— Болеют в безделье. Пока человек трудится, Бог ему здоровье дает, — вставил Харитон.
— То-то бугор перетрудился. Вся жопа в мозолях. Ни хрена не делает. В штанах в шарики играет. Тешится. На другое не годный вовсе. Зачем ему здоровье? Он что живет, что нет, кой прок? — обиделся бульдозерист.
— Хватит ему кости мыть! Всяк волю своим горбом зарабатывает. Пошли на пахоту! — встал Трофимыч.
Вскоре люди ушли в тайгу. А Санька кормил бугра остывшим обедом. Тот не мог рукой пошевелить от боли.
— Не спеши, я твое не схаваю. Ешь спокойно. Вот заживет плечо малость, повеселеешь, — пообещал Санька.
— Да я всю жизнь на жратву жадным был. Это отроду так. В семье нас много родилось. Бывало, мать по мискам жратву делит, а мы с зубов друг у друга вырвать норовим. Всякому свое пузо ближе. Ну а когда не хватало, подворовывать стали. Так и втянулись: я первым отошел от дома. Сам кормиться стал. Скен- товался с фартовыми. Первый навар домой принес. А отец ремнем шкуру до пяток чуть не спустил. В благодарность. Я — навар в карман и ходу, покуда живой. С тех пор в глаза не видел своих. Не знаю, живы ль? А и закон не позволял. Так и позабыл ‘про своих. Может, родную сеструху обокрал когда-то. Кто знает? От семьи в памяти только и осталось — жадность к жратве. Уж ты не обессудь, — отмахнулся бугор.
— Кому на свете легко живется теперь? Я вон с малолетства отцу на кузне помогал. В подручных. Целый день молот из рук не выпускал. До того, что к концу дня искры из глаз сыпались.

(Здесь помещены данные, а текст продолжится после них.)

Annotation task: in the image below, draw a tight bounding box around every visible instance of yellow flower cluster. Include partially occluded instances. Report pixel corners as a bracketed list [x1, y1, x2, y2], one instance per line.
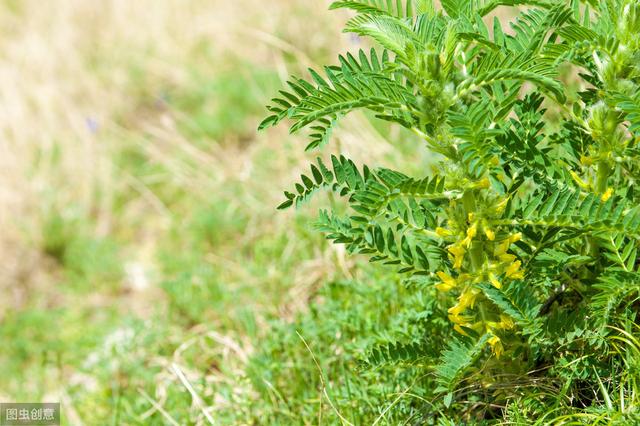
[436, 214, 524, 357]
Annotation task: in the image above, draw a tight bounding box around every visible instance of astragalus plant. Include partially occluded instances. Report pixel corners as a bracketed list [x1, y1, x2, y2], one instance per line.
[261, 0, 640, 423]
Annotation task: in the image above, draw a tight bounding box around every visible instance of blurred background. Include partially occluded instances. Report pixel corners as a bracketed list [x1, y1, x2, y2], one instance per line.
[0, 0, 430, 424]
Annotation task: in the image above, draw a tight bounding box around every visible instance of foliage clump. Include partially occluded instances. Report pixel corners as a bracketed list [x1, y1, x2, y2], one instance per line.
[261, 0, 640, 423]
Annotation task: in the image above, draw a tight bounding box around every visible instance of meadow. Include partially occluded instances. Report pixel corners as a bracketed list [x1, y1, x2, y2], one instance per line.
[0, 0, 640, 426]
[0, 0, 410, 425]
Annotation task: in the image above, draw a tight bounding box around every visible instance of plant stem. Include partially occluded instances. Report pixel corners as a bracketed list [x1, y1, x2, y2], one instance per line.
[596, 160, 611, 194]
[462, 190, 483, 272]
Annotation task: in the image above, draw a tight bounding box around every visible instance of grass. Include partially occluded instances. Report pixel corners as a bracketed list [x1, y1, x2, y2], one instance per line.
[0, 0, 430, 425]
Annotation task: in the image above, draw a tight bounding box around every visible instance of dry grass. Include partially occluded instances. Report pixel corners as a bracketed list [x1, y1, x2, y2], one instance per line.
[0, 0, 408, 424]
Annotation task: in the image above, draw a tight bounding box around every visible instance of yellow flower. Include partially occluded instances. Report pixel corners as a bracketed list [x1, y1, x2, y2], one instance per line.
[484, 228, 496, 241]
[453, 324, 469, 337]
[458, 290, 478, 308]
[461, 223, 478, 248]
[569, 170, 589, 189]
[475, 178, 491, 189]
[580, 155, 593, 166]
[494, 198, 509, 214]
[489, 272, 502, 288]
[436, 226, 453, 237]
[504, 260, 524, 280]
[498, 253, 516, 263]
[449, 244, 467, 269]
[448, 289, 478, 316]
[498, 314, 515, 330]
[449, 314, 471, 327]
[436, 271, 457, 291]
[493, 239, 511, 256]
[489, 336, 504, 358]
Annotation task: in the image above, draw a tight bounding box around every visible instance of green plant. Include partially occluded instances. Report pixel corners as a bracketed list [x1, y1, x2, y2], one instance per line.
[260, 0, 640, 421]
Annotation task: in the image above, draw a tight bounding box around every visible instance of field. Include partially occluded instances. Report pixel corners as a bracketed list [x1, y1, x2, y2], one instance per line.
[5, 0, 640, 426]
[0, 0, 428, 425]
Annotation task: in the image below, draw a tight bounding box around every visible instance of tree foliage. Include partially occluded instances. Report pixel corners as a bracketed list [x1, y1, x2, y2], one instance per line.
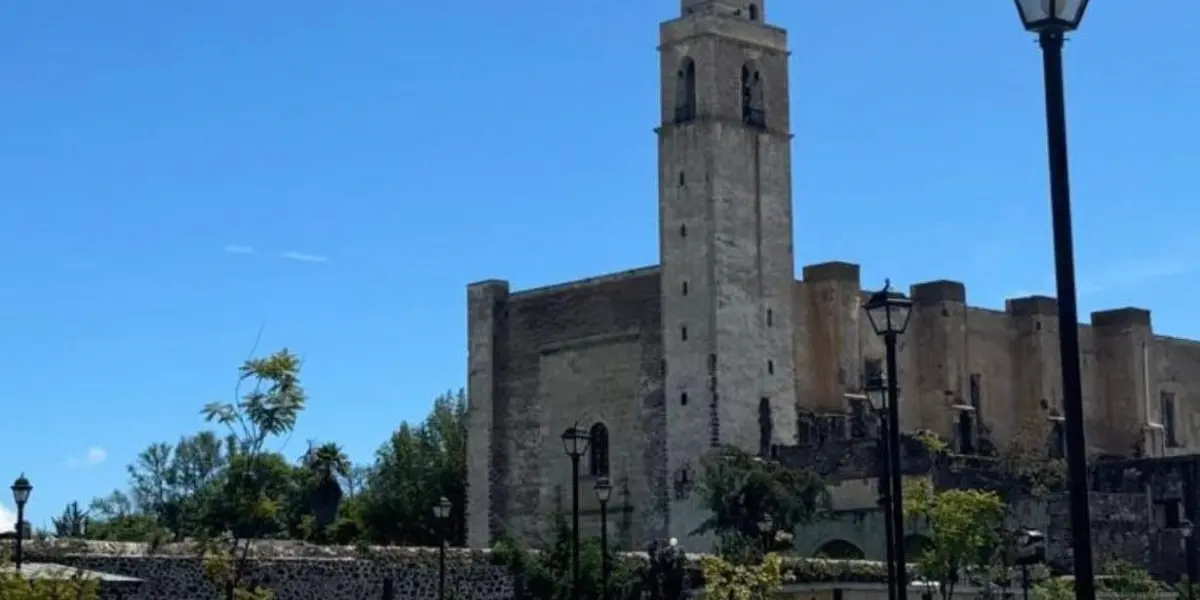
[66, 349, 467, 554]
[1032, 560, 1170, 600]
[701, 553, 782, 600]
[695, 446, 829, 563]
[904, 480, 1004, 600]
[492, 514, 646, 600]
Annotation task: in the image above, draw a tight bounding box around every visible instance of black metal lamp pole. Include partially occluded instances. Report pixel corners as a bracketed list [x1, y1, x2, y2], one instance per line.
[12, 473, 34, 572]
[1016, 0, 1096, 600]
[596, 478, 612, 600]
[563, 425, 589, 600]
[864, 378, 896, 600]
[433, 496, 454, 600]
[864, 281, 912, 600]
[1013, 529, 1046, 600]
[758, 512, 775, 556]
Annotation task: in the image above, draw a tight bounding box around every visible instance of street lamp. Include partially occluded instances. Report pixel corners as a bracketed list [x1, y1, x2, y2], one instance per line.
[863, 281, 912, 600]
[595, 478, 612, 600]
[863, 376, 904, 600]
[433, 496, 452, 600]
[12, 473, 34, 572]
[1015, 0, 1096, 600]
[1013, 529, 1046, 600]
[758, 512, 775, 554]
[563, 425, 589, 600]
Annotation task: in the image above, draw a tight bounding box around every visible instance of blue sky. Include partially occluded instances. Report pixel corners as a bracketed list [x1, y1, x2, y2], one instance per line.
[0, 0, 1200, 524]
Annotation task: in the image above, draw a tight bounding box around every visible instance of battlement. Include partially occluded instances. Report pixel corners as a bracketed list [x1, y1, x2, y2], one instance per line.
[800, 262, 862, 283]
[1092, 306, 1151, 329]
[1004, 295, 1058, 317]
[910, 280, 967, 306]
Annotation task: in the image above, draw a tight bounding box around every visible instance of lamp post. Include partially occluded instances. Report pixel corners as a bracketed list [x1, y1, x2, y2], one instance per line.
[1015, 0, 1096, 600]
[595, 478, 612, 600]
[563, 425, 589, 600]
[433, 496, 452, 600]
[863, 377, 904, 600]
[1013, 529, 1046, 600]
[12, 473, 34, 572]
[863, 281, 912, 600]
[758, 512, 775, 556]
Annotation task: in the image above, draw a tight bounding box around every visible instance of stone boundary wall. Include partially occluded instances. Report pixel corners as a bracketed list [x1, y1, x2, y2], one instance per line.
[26, 541, 512, 600]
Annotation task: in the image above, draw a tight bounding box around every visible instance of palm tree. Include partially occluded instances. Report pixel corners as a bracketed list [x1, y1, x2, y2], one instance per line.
[301, 442, 350, 527]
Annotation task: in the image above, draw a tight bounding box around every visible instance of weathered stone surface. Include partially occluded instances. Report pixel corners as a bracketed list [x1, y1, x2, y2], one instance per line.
[468, 2, 1200, 576]
[29, 542, 512, 600]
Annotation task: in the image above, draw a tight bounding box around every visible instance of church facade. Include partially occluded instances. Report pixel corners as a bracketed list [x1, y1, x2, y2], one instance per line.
[467, 0, 1200, 550]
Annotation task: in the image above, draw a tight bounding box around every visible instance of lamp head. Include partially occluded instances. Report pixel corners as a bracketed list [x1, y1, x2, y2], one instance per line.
[1016, 0, 1087, 34]
[12, 473, 34, 508]
[863, 281, 912, 336]
[563, 425, 590, 458]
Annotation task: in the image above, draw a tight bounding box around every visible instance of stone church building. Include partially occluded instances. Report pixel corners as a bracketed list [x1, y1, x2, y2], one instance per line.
[467, 0, 1200, 552]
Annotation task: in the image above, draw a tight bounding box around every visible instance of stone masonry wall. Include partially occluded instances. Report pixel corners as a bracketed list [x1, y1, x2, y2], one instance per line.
[468, 268, 666, 548]
[29, 542, 512, 600]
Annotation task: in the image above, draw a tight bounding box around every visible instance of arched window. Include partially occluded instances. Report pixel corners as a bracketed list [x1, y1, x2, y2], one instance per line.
[742, 62, 767, 127]
[588, 422, 608, 476]
[758, 397, 775, 457]
[674, 58, 696, 122]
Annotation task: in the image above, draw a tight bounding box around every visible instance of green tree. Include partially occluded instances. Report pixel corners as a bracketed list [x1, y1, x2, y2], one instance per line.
[492, 514, 643, 600]
[695, 446, 829, 564]
[358, 390, 467, 546]
[1032, 560, 1169, 600]
[85, 491, 164, 541]
[202, 348, 306, 598]
[904, 479, 1004, 600]
[50, 502, 88, 538]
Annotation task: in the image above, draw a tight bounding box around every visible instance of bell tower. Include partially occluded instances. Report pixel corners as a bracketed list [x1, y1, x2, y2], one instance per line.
[656, 0, 796, 551]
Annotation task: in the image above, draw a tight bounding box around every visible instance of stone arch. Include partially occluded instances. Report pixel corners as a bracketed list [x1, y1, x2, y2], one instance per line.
[904, 533, 934, 563]
[588, 421, 610, 476]
[742, 60, 767, 127]
[812, 540, 866, 560]
[674, 56, 696, 122]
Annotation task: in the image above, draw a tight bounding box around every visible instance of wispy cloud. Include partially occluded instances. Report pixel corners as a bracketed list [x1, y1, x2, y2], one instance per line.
[67, 446, 108, 469]
[1007, 256, 1198, 298]
[280, 251, 332, 264]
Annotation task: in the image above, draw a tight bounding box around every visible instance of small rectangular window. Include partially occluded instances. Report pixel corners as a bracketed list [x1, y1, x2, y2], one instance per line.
[863, 359, 883, 388]
[1158, 391, 1180, 448]
[970, 373, 983, 410]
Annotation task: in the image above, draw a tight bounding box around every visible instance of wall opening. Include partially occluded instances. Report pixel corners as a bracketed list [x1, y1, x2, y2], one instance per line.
[742, 62, 767, 127]
[674, 56, 696, 124]
[588, 422, 608, 476]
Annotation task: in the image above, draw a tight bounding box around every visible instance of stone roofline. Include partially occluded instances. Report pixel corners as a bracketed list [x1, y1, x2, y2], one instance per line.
[467, 260, 1200, 343]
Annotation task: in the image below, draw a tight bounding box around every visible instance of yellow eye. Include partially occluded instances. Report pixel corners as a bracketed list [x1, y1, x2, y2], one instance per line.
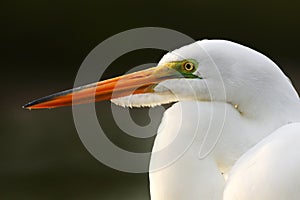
[183, 62, 195, 72]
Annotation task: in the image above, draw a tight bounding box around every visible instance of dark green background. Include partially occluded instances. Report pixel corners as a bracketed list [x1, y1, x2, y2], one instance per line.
[0, 0, 300, 199]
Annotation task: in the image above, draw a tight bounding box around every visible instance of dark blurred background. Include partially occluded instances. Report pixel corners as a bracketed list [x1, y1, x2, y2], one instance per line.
[0, 0, 300, 199]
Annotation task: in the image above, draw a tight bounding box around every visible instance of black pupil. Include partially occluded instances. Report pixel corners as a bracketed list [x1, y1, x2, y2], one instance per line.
[185, 63, 193, 70]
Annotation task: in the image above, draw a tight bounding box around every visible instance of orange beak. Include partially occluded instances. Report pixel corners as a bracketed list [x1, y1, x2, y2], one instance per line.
[23, 66, 182, 109]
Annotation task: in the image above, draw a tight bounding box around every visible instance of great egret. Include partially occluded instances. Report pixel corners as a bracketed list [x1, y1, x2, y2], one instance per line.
[24, 40, 300, 200]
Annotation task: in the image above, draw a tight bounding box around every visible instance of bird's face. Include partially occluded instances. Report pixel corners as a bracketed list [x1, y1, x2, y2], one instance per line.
[24, 40, 298, 111]
[24, 47, 209, 109]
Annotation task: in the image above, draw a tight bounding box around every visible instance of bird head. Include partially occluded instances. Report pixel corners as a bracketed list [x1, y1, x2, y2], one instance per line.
[24, 40, 298, 119]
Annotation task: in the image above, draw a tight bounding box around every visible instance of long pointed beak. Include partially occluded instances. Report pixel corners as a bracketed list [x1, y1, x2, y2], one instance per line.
[23, 66, 182, 109]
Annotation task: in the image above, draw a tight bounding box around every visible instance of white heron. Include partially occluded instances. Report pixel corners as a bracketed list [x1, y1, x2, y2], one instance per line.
[24, 40, 300, 200]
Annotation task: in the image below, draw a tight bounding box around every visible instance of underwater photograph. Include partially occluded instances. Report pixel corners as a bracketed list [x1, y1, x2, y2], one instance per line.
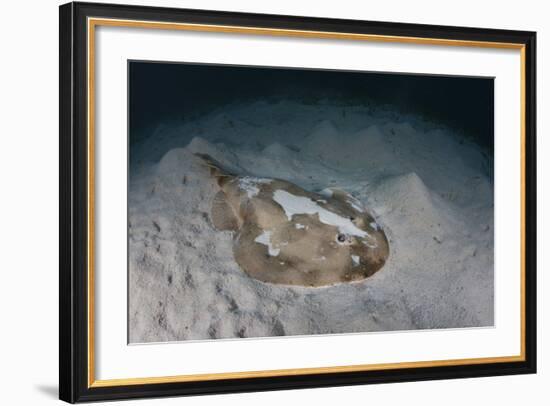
[128, 61, 494, 344]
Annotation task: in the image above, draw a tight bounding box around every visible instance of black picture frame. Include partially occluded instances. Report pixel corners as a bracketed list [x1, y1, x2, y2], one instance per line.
[59, 3, 536, 403]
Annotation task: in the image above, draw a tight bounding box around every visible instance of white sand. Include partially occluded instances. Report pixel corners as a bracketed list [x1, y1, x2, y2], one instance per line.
[129, 98, 494, 343]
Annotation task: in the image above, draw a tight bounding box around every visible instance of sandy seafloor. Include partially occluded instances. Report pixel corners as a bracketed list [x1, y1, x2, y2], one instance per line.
[128, 100, 494, 343]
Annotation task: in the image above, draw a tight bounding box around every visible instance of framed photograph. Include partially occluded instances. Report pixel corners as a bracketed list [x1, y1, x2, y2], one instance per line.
[60, 3, 536, 402]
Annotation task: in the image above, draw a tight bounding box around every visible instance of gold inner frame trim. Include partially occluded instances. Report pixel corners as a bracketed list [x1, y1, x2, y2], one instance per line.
[87, 18, 526, 388]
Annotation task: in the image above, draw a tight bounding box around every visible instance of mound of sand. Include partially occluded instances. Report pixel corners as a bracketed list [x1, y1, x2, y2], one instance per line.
[129, 103, 493, 343]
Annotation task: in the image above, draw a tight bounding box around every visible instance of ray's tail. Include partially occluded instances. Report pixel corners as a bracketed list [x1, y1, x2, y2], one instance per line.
[195, 153, 237, 186]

Руки веревками висели. Не то что к девкам на посиделки, домой еле себя притаскивал. Мои ровесники свадьбы играли, любили, а мне все некогда. Отец деньги копил, чтоб я в институт поступил. А я вон в какой науке оказался. Накопил до самого гроба. А вся беда от моего любопытства. Трофейный отцов приемник меня подвел. Его я ночами слушал. «Голос Америки». На нем и сгорел.
— Дурак, зачем приемник по кочкам носишь? Не он на тебя донос настрочил. Своих кентов нынче помни, с кем ботал про «Голос Америки». Они, фраера, тебя заложили мусорам.
— Все мои друзья — надежные, — развел руками Санька.
— Ну а кому трехал про вражий голос? Кто в хазу вашу шлялся, тому катушки ломай, когда на волю выскочишь. Я б то врагу обстряпал. Первым делом в жопу калган воткнул бы тому, кто нафискалил легавым, — хохотнул бугор.
Санька задумался. А ведь и прав фартовый! Но не его, отцовский фронтовой друг знал о Санькином увлечении и всегда неодобрительно качал головой: дескать, не тем занят парень, не то и не тех слушает. А когда Санька рассказывал, о чем говорят по «Голосу», багровел от возмущения. Передачи обзывал дешевыми агитками, бульварной пропагандой. И говорил, что на месте отца выдрал бы парня, как Сидорову козу.